Bob Dreyfuss points out that Chalabi's INC has taken control of a huge archive of secret government materials from Saddam's regime. These materials give Chalabi a huge amount of leverage in the new Iraq both at home and in foreign relations because of the trove of blackmail material this must represent. Dreyfuss argues that Tenet
needs to call up Rumsfeld, tell him to halt the INC payments, then send his spooks into Makiya's documentation center and take those documents, and then publish them all. Somehow, I bet that in those papers, besides evidence of Saddam's torture teams, is some interesting stuff from Iraq's secret service on people like, oh, Ahmad Chalabi and Ayatollah Ali al-Sistani. Wanna bet?
It occurs to me that there is a genuine pressure point here. Those materials should be under the control of the CPA for two reasons.
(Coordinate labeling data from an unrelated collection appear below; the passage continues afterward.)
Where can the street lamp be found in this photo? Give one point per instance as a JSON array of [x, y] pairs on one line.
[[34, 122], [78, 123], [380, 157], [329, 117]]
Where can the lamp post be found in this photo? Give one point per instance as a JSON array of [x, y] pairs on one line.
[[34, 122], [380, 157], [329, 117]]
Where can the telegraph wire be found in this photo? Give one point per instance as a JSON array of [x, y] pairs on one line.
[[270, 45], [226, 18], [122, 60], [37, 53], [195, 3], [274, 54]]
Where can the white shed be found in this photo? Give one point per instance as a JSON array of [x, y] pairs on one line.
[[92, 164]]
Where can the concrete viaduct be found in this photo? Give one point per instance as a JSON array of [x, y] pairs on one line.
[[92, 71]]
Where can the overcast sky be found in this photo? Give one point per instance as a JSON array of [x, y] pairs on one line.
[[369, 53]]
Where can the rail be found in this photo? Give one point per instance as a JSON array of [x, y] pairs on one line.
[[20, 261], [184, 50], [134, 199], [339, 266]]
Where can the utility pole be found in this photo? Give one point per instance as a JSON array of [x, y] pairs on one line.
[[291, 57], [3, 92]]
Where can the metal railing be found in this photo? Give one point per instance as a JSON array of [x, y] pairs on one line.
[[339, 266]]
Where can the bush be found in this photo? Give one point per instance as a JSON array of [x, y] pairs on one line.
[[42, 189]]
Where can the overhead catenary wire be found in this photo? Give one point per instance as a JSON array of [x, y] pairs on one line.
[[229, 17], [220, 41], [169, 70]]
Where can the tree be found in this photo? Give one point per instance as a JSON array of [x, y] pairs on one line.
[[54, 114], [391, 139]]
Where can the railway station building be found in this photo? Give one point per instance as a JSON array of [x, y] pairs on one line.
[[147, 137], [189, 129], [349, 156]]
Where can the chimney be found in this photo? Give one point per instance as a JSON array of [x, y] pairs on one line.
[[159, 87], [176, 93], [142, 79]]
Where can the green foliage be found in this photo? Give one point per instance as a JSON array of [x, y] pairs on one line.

We are the caretakers of Iraqi sovereignty and we are responsible for Iraqi internal security until the handover later this year.
Not only was it illegitimately to prejudge the outcome of the processes of Iraqi self-governance to deliver these materials to Chalabi's INC but I suspect that this is harming our military's ability to build it's own intelligence for countering the Iraqi insurgency, that we do not directly possess these materials at present.
Could the files collected in Saddam's time yield clues to the current insurgency? Did Saddam's secret police detail networks tribal loyalties? How many American soldiers are dying because we have not had these materials?